失敗の原因は第1段のロケット・エンジンにあったとみられている。このエンジンは今から40年以上前にソヴィエト連邦で製造されたもので、性能は高いものの、設計の古さや信頼性の不足などがかねてより指摘されていた。

同社では同エンジンの使用を止め、ロシアが新たに開発したエンジンを輸入して搭載して、改良型のアンタリーズを開発している。すでに機体はほぼ完成しており、近々燃焼試験が行われたのち、5月31日に打ち上げが行われる予定となっている。

○5月ごろ: 超重ロケット「ファルコン・ヘヴィ」の初打ち上げ

ファルコン9ロケットの着陸成功などで話題を集めている米国のスペースX社は、並行して超大型のロケット「ファルコン・ヘヴィ」の開発も進めている。

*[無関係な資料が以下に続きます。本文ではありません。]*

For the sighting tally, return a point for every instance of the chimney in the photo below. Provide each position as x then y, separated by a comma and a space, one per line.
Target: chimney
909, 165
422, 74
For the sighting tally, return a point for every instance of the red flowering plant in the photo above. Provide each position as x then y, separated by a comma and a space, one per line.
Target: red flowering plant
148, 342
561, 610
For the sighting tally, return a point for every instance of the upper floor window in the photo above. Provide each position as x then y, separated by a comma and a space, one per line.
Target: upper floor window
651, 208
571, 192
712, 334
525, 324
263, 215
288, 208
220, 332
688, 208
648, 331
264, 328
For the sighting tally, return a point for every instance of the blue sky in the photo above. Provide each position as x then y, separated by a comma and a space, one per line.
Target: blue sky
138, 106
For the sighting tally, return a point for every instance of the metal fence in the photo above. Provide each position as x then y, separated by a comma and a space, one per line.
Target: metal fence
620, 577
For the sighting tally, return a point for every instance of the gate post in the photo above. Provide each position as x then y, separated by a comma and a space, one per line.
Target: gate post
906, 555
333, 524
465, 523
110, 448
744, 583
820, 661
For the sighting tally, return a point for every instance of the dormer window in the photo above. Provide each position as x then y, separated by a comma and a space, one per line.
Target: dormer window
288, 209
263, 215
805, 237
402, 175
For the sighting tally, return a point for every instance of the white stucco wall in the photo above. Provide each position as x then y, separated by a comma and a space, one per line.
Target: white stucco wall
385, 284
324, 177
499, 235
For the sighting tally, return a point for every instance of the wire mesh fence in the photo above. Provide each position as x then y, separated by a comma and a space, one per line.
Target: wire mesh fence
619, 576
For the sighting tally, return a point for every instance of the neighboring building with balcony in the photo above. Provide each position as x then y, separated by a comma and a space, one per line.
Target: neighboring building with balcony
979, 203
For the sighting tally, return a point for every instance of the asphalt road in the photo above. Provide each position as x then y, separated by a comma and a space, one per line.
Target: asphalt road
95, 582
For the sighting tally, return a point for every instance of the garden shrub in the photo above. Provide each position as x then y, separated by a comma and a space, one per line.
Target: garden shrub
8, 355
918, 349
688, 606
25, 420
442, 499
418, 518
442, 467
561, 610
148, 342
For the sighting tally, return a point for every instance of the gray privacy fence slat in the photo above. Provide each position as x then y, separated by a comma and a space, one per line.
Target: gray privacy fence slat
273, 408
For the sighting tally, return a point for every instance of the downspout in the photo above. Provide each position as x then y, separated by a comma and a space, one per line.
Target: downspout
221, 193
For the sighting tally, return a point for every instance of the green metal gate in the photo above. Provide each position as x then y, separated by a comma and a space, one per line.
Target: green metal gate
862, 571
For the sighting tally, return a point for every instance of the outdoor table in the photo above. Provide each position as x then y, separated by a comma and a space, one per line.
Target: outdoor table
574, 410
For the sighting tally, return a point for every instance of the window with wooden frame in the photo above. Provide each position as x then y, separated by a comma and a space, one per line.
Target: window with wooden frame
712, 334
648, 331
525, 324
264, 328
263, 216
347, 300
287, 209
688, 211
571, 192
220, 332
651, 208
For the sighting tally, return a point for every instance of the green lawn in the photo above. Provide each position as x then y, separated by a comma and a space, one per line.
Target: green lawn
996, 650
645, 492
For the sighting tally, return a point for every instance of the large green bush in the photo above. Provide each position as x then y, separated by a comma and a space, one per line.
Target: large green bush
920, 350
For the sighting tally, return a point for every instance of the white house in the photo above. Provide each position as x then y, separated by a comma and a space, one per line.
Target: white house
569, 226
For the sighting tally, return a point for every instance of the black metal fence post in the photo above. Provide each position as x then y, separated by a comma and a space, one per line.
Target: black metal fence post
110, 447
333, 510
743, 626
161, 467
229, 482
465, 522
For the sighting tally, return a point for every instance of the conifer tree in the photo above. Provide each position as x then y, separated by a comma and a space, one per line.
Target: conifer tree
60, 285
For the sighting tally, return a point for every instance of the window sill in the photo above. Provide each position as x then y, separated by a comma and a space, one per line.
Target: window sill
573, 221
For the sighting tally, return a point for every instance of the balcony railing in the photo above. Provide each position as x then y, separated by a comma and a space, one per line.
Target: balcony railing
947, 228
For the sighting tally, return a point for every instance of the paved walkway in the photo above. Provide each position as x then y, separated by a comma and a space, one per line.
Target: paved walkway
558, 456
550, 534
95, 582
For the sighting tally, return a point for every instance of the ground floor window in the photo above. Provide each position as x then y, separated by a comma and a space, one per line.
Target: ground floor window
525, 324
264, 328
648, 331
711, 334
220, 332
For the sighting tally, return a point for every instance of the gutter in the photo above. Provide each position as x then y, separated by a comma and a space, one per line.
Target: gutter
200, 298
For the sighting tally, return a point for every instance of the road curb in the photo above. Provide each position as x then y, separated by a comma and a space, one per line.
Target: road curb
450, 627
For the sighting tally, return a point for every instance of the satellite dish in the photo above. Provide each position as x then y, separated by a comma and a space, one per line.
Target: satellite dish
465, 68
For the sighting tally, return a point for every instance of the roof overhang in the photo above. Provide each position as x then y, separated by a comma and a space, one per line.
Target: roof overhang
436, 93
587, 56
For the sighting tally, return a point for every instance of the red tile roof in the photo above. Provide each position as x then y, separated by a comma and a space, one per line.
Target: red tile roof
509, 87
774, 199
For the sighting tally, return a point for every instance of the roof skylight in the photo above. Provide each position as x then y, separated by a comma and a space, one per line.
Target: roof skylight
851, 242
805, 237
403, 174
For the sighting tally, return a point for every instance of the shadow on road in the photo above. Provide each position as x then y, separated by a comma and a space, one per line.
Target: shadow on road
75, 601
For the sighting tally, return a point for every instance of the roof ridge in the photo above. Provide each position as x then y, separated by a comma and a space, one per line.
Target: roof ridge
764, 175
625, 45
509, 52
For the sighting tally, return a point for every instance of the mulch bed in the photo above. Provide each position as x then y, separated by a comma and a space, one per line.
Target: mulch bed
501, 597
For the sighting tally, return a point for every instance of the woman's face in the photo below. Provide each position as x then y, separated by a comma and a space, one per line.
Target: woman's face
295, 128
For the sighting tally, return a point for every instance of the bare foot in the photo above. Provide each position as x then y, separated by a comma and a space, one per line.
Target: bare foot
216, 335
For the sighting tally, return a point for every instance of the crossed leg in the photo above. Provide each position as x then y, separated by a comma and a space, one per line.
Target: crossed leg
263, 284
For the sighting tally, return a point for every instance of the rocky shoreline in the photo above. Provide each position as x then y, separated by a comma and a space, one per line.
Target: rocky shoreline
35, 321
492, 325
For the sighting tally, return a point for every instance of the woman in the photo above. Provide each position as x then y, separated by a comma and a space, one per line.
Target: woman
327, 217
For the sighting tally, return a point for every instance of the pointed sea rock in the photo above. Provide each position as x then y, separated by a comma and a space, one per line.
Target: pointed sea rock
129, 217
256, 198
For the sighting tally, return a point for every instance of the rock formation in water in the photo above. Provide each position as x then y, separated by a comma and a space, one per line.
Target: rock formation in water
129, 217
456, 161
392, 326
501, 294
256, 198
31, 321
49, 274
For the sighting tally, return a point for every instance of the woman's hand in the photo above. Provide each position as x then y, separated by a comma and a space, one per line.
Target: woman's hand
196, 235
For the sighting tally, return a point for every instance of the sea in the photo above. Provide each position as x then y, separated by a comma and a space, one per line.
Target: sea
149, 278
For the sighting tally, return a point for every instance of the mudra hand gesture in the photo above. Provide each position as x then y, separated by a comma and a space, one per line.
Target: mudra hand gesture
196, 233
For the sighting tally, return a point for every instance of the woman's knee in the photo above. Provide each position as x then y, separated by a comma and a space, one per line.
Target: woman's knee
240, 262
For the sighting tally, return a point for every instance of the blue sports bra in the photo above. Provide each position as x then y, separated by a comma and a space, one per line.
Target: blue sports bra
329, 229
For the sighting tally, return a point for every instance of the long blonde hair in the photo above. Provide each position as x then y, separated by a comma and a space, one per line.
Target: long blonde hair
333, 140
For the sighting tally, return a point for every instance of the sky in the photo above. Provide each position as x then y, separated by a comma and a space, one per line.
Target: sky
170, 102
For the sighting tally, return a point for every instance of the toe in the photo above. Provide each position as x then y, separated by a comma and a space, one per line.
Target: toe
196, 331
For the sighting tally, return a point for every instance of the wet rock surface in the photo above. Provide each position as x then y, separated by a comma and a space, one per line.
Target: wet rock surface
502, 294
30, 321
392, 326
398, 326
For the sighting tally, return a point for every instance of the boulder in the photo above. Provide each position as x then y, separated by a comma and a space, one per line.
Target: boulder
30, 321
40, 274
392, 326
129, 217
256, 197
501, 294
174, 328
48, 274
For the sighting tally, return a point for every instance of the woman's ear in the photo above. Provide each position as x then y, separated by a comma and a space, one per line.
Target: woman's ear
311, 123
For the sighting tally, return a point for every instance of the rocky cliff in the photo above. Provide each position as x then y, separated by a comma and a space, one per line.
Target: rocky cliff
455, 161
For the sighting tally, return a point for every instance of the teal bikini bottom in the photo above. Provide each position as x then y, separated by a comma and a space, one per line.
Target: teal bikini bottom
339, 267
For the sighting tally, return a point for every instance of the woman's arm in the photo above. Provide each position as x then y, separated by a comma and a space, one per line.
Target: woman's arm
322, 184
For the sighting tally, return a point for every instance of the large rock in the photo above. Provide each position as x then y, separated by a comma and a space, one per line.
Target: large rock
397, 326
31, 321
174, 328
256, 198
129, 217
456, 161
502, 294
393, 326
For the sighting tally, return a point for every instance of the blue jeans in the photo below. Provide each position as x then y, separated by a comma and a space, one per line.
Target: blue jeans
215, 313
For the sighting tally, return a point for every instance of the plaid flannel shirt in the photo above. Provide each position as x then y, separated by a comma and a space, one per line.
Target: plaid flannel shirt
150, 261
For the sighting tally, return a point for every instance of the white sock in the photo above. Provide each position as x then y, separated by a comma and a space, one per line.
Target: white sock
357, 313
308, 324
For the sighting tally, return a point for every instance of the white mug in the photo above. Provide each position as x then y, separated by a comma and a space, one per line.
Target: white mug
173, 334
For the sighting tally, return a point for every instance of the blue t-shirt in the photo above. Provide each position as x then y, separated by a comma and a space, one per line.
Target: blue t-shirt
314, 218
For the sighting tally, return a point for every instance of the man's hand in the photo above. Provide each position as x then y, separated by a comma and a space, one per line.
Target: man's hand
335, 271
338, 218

ファルコン・ヘヴィはファルコン9の機体を3基使って構成されており、地球低軌道に最大で53トンもの物資を打ち上げることができる。これは現在運用されているロケットの中で最強である米国の「デルタIVヘヴィ」やロシアの「プラトーンM」の2倍以上にもなる。

また打ち上げ能力は落ちるものの、ファルコン・ヘヴィも機体を着陸させ、再使用することが可能とされる。

○6月21日: ロシアの新型宇宙船「サユースMS」、初打ち上げ

ロシアは昨年12月、さまざまな新技術を導入した新型の無人補給船「プラグリェースMS」の1号機の打ち上げに成功し、現在もISSに係留されている。そして、その技術を有人宇宙船にも採用した「サユースMS」の開発も進められており、6月21日にも打ち上げられる。

この打ち上げには、ROSKOSMOSのアナトーリィ・イヴァニーシン飛行士、キャスリーン・ルービンズ飛行士、そしてJAXAの大西卓哉飛行士が搭乗する。